See? This is what I was complaining about. RiVo added "Get New Experience" into My Shows, leading to exactly this situation. What's next? Will they do like Microsoft and upgrade you anyway after you say no?


----------



## Mikeguy (Jul 28, 2005)

Lurker1 said:


> See? This is what I was complaining about. RiVo added "Get New Experience" into My Shows, leading to exactly this situation. What's next? Will they do like Microsoft and upgrade you anyway after you say no?


Per TiVo Ted, no (at least currently).


----------



## JoeKustra (Dec 7, 2012)

Lurker1 said:


> See? This is what I was complaining about. RiVo added "Get New Experience" into My Shows, leading to exactly this situation. What's next? Will they do like Microsoft and upgrade you anyway after you say no?


Uncheck in the Manage Apps menu. It will not show after that.


----------



## HerronScott (Jan 1, 2002)

javersa said:


> So far I don't like this UX. There's also some lost remote functionality. The left arrow doesn't take you out of folders or back in the menu anymore. You'd essentially need to hit the Tivo button to start back at the beginning every time for older remotes or if you ever use the Tivo App remote to control your box since those don't have a dedicated back button that this UX requires you to use!

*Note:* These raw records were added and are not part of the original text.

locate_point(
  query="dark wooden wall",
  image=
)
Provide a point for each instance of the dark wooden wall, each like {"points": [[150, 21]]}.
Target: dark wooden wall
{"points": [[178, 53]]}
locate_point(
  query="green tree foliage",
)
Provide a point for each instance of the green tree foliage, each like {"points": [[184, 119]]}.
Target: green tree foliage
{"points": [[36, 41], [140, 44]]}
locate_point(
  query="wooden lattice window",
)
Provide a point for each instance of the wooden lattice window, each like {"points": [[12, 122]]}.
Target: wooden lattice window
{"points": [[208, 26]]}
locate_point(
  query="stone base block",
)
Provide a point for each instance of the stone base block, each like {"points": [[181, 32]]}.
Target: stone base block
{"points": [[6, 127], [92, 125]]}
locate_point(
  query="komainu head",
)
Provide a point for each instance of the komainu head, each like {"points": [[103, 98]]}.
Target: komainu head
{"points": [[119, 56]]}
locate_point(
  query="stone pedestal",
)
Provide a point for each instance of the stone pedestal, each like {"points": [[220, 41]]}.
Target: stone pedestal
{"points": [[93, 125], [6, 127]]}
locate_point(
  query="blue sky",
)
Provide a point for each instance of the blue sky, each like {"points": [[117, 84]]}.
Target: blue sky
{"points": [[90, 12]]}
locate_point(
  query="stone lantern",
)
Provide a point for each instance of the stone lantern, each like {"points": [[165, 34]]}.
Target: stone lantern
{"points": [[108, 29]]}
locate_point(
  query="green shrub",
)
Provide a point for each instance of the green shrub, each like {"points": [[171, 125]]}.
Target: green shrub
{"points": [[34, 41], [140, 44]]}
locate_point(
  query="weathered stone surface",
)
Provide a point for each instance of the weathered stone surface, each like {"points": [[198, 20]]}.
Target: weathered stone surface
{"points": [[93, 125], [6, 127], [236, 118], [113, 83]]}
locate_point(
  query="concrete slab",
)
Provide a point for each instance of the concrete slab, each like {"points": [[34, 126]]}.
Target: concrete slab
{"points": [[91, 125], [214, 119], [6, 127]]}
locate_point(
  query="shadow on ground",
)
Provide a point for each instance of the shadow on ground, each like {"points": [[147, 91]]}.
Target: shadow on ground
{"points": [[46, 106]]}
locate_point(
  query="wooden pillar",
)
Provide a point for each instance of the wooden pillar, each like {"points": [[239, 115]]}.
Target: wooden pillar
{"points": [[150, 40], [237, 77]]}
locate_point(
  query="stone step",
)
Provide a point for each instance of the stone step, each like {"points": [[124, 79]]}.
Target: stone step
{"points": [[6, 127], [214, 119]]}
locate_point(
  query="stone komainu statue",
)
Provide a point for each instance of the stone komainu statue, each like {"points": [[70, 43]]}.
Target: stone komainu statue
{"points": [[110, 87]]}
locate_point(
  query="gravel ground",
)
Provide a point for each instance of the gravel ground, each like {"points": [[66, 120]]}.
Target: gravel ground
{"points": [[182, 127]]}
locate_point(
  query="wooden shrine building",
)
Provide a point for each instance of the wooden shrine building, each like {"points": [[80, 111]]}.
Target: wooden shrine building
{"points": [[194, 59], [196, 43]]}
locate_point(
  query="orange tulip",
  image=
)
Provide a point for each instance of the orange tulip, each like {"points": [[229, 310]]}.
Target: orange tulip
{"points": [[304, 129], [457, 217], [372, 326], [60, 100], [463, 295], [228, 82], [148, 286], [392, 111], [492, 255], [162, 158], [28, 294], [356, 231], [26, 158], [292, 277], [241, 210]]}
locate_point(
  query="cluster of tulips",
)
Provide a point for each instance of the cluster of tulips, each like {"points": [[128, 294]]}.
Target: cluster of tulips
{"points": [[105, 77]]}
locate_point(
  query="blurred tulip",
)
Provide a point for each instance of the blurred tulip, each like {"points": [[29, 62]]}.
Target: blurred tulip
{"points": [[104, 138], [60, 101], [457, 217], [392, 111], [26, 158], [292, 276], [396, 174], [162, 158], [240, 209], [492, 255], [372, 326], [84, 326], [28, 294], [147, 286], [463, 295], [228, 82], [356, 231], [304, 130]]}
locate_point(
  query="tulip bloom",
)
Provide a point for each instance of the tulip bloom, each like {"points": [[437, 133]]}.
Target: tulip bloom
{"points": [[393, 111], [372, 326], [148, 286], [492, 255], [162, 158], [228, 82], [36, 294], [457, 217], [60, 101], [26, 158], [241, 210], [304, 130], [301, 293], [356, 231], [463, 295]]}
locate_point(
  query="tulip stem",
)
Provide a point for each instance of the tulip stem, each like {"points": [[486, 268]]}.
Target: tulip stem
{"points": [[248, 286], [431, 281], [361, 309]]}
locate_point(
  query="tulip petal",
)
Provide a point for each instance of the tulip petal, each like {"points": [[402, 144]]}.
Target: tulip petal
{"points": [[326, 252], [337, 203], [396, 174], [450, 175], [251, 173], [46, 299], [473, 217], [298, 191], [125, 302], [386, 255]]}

Wish we didn't upgrade!


The Zoom button is supposed to work as the Back button on those remotes.

* Series 4 and original TiVo Mini Remotes (has the A, B, C, D buttons without *BACK*), *ZOOM* will act as '*BACK'* on the TiVo Experience 4.

https://support.tivo.com/articles/Features_Use/TiVo-Experience-4-Remote-Control-Actions

Scott


----------



## ajwees41 (May 7, 2006)

Lurker1 said:


> See? This is what I was complaining about. RiVo added "Get New Experience" into My Shows, leading to exactly this situation. What's next? Will they do like Microsoft and upgrade you anyway after you say no?


Tivo already had been working on Hydra and most likely if Rovi never bought Tivo Tivo would have added the same menu option


----------



## Lurker1 (Jun 4, 2004)

JoeKustra said:


> Uncheck in the Manage Apps menu. It will not show after that.


I did, but apparently javersa didn't, and she got burned because of it. My point is "Get New Experience" belongs in Settings or Apps, not in My Shows. Would you put "Clear and Delete Everything" in My Shows? It has a similar impact.


----------



## kflinch (May 19, 2004)

What's the general consensus - take the menu upgrade or not? Is anyone using Streambaby with the upgrade? Does it still work?


----------



## ajwees41 (May 7, 2006)

Lurker1 said:


> I did, but apparently javersa didn't, and she got burned because of it. My point is "Get New Experience" belongs in Settings or Apps, not in My Shows. Would you put "Clear and Delete Everything" in My Shows? It has a similar impact.


it's in the Apps that's why the check mark


----------



## Lurker1 (Jun 4, 2004)

ajwees41 said:


> it's in the Apps that's why the check mark


That's fine. It's also in My Shows, which is not.


----------



## reneg (Jun 19, 2002)

kflinch said:


> What's the general consensus - take the menu upgrade or not? Is anyone using Streambaby with the upgrade? Does it still work?


If you want to continue to use Streambaby, don't take the upgrade. It does not work with Hydra.


----------



## IraF (Jan 22, 2002)

I just noticed "Get New Experience" in My Shows and immediately worried that if I accidentally clicked it, I'd wind up irrevocably upgraded. But then I noticed it in Apps, so I checked and found it was just another App that could be readily deselected and thus hidden.

Given that it's an App, it does make sense that it appears in My Shows along with other Apps. But I agree that it makes very little sense that it is an "App" in the first place.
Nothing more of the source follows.